In Vitro:Osutidine inhibits the accumulation of 10-4 M histamine-stimulated [14C]AP in isolated canine gastric mucosal cells in a concentration-dependent manner, with an IC50 of 1.85 × 10-6 M[1].
Osutidine only slightly inhibits the accumulation of [14C]AP stimulated by 10-4 M dbcAMP in isolated canine gastric mucosal cells (maximum inhibition of 20-32%)[1].
Osutidine shifts the histamine concentration-response curve to the right and reduces the maximum response in isolated canine gastric mucosal cells, with a Schild plot slope of 2.01, indicating that H2 receptor antagonism is insurmountable and non-competitive[1].

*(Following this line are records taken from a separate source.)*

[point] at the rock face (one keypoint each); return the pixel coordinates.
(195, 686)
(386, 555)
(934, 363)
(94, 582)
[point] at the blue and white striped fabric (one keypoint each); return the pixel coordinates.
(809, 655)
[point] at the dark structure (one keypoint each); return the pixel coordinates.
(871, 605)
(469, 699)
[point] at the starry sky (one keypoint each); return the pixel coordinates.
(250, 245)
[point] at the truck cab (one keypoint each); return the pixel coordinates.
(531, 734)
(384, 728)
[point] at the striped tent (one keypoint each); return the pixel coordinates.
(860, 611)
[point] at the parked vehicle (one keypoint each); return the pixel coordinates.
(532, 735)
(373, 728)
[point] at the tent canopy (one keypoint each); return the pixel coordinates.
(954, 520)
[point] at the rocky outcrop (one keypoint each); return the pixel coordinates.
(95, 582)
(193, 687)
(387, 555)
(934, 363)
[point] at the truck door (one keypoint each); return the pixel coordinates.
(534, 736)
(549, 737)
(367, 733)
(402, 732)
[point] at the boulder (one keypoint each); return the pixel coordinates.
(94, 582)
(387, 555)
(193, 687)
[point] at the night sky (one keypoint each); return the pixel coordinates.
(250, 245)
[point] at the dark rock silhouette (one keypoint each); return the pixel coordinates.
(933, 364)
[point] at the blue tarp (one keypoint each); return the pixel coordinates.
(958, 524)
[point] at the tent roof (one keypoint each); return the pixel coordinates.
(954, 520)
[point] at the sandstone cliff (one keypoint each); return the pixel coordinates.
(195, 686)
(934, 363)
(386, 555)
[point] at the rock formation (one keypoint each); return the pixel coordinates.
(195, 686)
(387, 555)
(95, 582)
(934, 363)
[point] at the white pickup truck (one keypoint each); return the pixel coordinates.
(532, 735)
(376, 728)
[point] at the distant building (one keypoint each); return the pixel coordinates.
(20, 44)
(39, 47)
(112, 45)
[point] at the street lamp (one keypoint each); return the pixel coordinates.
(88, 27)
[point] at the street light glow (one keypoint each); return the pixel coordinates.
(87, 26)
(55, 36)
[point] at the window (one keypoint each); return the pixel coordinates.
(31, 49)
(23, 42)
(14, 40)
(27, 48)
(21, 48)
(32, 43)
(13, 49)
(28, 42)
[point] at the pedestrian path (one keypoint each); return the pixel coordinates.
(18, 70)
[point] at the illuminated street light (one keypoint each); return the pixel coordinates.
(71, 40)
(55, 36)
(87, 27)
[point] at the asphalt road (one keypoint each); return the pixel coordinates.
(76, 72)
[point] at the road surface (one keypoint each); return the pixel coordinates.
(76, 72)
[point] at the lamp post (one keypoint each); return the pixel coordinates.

Osutidine binds tightly to H2 receptors in isolated canine gastric mucosal cells and is difficult to reverse by washing, indicating that it has slow dissociation properties[1].
Osutidine has (-)-S-T-593 as its main active enantiomer responsible for H2 receptor antagonism, while (+)-R-T-593 exhibits weak activity[1].
In Vivo:Osutidine (6-60 mg/kg, i.p., once) has a significant protective effect on the gastric mucosa in Sprague-Dawley rats, significantly inhibiting ethanol-induced gastric mucosal damage in a dose-dependent manner[2].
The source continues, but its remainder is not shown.